In both sympathetic nervous system stimulation types by orthostatic position, the results have shown, for normal blood pressure volunteer subject groups, a significant increase in concentration of plasma catecholamines with an increase of heart rate (HR) and the low frequency RR, confirming therefore that we are in the presence of a sympathetic stimulation state. At the same time, we observed a significant decrease of high frequency of RR, suggesting a vagal withdrawal during the stimulation. We observed six cases of orthostatic hypotension from the tilt table test. We compared the voluntary orthostatic position between normal and hypertension subject groups. The results with combined spectral analysis of RR and the systolic blood pressure allowed to evaluate in the essential high blood pressure a reduced baroreflex sensitivity along with a reduced vagal reactivity in presence of increased sympathetic activity and reactivity suggesting a sympatho-vagal alteration in essential arterial hypertension. In hypertensive subjects treated with Trandolapril 2mg/day, we have identified a group responding to Trandolapril treatment and a group of non-responders to this type of anti-hypertensive therapy.

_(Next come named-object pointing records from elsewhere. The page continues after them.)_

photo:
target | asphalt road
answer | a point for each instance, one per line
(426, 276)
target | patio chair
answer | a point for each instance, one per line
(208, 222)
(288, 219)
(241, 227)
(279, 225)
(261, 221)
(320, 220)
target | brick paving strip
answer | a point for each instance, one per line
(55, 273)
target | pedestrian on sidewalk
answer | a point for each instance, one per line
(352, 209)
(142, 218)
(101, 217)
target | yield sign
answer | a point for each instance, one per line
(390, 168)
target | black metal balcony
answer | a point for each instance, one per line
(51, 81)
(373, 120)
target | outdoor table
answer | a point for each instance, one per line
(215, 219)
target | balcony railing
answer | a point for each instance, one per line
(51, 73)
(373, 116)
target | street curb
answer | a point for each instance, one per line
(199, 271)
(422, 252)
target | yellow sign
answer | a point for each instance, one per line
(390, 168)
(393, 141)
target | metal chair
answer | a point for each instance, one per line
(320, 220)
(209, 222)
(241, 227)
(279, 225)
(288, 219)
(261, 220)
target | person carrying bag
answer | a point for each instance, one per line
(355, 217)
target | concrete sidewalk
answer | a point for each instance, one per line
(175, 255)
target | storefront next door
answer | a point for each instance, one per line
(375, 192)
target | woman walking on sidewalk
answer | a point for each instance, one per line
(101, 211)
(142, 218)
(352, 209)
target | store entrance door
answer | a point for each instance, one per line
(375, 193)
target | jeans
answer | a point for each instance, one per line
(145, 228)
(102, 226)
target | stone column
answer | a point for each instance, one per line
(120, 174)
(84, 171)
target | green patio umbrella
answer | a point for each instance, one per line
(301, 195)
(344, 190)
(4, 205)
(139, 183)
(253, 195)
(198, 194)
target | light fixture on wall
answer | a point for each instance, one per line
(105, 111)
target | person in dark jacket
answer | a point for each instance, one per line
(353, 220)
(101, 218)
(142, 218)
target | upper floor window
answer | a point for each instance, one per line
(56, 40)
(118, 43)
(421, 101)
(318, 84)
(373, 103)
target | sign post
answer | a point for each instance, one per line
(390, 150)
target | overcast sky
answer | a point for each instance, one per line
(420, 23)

The responding group has an hyper-adrenergic profile with higher sympathetic reactivity, heart rate and arterial diastolic and systolic pressures at rest.
In the total group treated with Trandolapril, the ß2 adrenergic receptor density has doubled after therapy, while the reactivity of low frequencies obtained from spectral analysis has increased. We have shown in this study that Angiotensin Converting Enzyme Inhibitor could inhibit the facilitatory mechanism of angII on sympathetic nerve terminals and therefore allowed the reduction of the sympathetic hyperactivity and the cause of a beta2 adrenergic “down regulation”. Thus it allowed us to obtain an increased density of the receptors and the expression of more effective influence of post synaptic Sympathetic nervous system.
In all of our clinical protocols, using spectral analysis of RR, systolic blood pressure, diastolic blood pressure and breathing signals, we have shown that this non-invasive technique has helped to describe and to better understand the physiological and pharmacological mechanisms related to the autonomic nervous system in normotensive and hypertensive subjects.